B&G Foods reaffirmed its net sales guidance for fiscal 2021. Management anticipates net sales of $2.05-$2.10 billion. This includes positive impact from the acquisition of Crisco brand.

Management expects to keep witnessing solid consumer demand for its products compared with pre-pandemic levels (in 2019). However, management expects to keep seeing significant cost inflation for ingredients, packaging and transportation. Although the company is undertaking various revenue enhancing and cost-control measures, it is yet to be seen if these initiatives can help mitigate such cost-related headwinds. Due to the uncertainties surrounding the coronavirus outbreak, the company did not provide detailed guidance for fiscal 2021.

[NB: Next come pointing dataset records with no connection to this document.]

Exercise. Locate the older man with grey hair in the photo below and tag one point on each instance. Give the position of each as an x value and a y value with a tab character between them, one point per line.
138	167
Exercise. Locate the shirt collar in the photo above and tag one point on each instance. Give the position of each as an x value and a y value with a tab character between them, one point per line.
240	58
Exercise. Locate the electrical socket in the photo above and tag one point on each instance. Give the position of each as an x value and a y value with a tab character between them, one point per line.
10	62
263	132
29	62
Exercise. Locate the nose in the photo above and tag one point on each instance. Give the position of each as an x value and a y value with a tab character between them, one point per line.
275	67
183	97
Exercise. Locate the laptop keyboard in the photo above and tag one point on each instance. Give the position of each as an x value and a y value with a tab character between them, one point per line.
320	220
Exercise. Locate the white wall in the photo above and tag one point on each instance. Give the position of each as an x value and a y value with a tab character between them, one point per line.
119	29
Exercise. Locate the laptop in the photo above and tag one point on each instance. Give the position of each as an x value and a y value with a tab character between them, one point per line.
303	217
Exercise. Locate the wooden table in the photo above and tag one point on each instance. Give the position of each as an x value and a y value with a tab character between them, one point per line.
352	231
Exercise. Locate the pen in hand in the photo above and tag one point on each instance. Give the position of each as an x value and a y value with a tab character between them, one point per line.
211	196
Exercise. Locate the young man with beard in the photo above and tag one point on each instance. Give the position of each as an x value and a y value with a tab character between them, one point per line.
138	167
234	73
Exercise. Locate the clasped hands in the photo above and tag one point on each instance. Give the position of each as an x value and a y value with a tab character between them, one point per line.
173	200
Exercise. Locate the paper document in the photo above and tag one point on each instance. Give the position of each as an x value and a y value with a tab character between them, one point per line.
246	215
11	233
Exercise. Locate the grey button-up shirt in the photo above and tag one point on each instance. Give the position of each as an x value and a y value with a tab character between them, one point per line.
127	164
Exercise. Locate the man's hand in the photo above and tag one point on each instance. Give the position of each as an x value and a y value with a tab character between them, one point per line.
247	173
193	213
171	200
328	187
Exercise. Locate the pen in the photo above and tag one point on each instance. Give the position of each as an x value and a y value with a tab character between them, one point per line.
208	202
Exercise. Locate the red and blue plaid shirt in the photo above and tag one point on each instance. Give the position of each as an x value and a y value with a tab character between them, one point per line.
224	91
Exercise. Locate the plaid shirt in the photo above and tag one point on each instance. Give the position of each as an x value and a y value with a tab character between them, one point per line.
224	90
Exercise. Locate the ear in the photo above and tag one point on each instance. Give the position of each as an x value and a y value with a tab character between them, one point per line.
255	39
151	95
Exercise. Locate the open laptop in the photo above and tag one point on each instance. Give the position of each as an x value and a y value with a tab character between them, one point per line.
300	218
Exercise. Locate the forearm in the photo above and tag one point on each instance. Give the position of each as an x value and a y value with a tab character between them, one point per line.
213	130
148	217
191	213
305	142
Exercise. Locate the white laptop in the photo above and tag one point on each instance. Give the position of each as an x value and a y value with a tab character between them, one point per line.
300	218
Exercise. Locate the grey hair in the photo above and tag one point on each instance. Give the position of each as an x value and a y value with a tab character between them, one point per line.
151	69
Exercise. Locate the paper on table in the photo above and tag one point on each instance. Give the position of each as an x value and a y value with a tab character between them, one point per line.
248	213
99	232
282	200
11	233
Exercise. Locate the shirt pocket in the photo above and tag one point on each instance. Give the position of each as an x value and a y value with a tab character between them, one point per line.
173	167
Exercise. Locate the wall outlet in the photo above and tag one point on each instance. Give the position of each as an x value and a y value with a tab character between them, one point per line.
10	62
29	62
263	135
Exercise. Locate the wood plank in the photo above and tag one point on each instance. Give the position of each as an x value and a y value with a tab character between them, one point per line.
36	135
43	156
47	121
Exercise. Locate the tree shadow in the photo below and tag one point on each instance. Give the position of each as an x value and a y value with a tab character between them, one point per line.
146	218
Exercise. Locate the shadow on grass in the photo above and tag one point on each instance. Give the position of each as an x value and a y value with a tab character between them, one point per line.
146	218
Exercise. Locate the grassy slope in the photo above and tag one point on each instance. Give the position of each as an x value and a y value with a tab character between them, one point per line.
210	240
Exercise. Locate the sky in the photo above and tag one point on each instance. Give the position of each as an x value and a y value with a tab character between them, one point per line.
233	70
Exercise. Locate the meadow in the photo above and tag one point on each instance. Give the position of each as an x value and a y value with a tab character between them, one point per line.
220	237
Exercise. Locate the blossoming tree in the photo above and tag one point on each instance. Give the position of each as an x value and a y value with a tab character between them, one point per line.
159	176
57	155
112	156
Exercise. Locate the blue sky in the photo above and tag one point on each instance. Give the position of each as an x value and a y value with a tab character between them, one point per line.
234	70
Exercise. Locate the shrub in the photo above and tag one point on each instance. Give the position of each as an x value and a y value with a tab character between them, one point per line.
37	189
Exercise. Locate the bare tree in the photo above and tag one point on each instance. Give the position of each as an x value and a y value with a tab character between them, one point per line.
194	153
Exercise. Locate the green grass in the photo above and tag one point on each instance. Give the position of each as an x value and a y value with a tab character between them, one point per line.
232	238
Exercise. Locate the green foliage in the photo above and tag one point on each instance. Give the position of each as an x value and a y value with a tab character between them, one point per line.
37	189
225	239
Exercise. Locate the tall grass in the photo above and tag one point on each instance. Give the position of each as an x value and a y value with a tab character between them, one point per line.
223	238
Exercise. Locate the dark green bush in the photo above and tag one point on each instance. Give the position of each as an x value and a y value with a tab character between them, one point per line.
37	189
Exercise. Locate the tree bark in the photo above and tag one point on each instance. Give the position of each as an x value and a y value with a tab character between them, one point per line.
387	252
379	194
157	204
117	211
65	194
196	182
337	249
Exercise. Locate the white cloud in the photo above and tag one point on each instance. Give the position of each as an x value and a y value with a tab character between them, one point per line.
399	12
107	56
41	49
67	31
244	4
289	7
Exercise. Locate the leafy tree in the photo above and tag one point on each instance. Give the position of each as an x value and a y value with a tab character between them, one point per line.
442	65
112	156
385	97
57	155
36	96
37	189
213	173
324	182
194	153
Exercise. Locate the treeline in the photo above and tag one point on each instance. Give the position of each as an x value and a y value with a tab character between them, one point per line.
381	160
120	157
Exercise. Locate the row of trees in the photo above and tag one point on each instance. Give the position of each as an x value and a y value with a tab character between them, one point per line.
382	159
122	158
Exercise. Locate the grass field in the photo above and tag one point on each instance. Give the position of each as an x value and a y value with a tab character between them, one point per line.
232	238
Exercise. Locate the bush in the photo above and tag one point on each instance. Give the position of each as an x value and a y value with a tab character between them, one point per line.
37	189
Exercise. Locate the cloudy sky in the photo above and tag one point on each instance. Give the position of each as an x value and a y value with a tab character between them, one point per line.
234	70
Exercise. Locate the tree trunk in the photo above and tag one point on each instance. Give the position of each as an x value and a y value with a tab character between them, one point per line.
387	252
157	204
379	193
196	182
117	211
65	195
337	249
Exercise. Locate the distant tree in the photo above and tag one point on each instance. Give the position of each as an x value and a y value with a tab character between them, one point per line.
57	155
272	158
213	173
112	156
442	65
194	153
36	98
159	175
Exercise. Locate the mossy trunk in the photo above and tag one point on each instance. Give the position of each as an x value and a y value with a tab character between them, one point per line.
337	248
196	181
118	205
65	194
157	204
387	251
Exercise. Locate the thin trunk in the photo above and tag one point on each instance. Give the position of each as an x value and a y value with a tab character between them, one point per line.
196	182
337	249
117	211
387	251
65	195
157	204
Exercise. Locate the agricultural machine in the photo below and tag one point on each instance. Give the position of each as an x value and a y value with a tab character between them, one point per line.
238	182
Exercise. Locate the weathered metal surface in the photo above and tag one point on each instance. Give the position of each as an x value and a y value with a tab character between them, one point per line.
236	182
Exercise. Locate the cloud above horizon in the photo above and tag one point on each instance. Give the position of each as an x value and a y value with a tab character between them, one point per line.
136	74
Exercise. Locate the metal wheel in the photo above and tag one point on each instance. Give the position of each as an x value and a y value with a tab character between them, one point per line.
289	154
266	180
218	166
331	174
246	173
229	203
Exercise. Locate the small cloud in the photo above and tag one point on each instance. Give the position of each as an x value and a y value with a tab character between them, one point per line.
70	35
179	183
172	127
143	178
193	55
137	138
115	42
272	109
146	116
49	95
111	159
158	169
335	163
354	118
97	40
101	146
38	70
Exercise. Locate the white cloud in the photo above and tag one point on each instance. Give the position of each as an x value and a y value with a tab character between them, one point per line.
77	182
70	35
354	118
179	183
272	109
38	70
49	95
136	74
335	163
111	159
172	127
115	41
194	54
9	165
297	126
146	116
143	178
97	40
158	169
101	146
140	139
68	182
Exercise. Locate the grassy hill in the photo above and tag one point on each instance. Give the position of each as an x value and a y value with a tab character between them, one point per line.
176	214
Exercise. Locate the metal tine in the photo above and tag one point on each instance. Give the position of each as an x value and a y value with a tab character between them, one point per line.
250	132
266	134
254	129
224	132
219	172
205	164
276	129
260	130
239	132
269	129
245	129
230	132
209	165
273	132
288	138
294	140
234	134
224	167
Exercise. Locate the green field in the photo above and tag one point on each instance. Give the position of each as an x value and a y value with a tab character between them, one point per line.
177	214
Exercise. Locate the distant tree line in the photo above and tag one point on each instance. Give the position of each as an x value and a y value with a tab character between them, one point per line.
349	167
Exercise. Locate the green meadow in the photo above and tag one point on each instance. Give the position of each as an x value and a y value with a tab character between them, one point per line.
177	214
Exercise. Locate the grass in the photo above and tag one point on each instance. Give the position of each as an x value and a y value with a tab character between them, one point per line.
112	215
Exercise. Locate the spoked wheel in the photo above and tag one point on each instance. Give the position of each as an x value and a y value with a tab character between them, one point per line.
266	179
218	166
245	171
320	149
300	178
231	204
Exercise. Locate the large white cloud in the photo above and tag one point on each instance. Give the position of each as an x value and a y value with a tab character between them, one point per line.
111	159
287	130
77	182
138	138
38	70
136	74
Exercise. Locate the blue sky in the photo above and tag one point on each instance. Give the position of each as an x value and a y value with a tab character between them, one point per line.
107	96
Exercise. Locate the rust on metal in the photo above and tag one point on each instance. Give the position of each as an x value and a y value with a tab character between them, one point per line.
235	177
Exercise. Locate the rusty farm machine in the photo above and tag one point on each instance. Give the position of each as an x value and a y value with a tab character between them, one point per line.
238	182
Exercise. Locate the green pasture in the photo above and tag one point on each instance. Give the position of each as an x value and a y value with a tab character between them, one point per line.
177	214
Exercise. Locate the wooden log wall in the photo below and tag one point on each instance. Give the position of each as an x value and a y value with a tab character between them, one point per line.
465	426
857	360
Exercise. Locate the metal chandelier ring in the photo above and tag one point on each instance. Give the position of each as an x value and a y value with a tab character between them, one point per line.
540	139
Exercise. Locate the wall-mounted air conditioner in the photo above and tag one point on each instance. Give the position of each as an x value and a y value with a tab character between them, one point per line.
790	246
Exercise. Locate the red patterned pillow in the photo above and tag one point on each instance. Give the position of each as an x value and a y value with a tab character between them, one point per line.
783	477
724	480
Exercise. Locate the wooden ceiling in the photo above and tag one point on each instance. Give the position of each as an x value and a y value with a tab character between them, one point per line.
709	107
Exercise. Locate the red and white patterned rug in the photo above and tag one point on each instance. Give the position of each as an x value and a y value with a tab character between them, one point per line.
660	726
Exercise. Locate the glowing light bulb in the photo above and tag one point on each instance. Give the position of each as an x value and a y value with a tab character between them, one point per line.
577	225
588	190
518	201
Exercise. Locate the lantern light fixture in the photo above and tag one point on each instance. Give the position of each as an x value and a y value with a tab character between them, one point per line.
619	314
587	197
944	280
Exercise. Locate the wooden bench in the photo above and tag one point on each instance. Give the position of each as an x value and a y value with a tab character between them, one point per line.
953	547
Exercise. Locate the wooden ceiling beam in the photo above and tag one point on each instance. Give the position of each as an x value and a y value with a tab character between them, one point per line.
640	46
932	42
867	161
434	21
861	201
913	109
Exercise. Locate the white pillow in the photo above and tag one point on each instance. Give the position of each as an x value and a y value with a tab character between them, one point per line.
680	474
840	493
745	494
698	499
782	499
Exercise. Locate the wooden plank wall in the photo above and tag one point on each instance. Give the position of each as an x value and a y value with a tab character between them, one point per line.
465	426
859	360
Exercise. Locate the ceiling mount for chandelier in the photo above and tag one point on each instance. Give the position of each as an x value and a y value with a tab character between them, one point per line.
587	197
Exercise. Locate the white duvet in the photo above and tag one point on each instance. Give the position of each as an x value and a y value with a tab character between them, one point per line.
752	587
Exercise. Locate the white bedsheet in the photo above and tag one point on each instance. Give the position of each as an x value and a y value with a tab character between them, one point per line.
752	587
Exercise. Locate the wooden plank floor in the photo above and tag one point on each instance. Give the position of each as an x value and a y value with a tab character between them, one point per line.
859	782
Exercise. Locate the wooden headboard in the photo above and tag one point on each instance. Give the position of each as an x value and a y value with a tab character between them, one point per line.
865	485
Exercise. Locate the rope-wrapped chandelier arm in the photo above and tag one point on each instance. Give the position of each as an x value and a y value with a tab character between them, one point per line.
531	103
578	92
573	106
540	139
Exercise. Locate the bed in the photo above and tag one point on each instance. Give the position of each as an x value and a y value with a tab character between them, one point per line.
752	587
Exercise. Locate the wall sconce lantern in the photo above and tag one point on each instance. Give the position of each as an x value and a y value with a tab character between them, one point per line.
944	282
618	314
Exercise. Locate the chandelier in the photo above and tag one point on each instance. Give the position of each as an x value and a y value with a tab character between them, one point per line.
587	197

This Zacks Rank #3 (Hold) stock has gained 1.5% so far this year compared with the industry’s growth of 0.4%.

Solid Food Bets

Medifast, Inc. MED, currently sporting a Zacks Rank #1 (Strong Buy), has a trailing four-quarter earnings surprise of 16%, on average. You can see the complete list of today’s Zacks #1 Rank stocks here.

Darling Ingredients Inc. DAR, currently carrying a Zacks Rank #2 (Buy), has a trailing four-quarter earnings surprise of 29.8%, on average.

The J. M. Smucker Company SJM, currently carrying a Zacks Rank #2, has a trailing four-quarter earnings surprise of 17.7%, on average.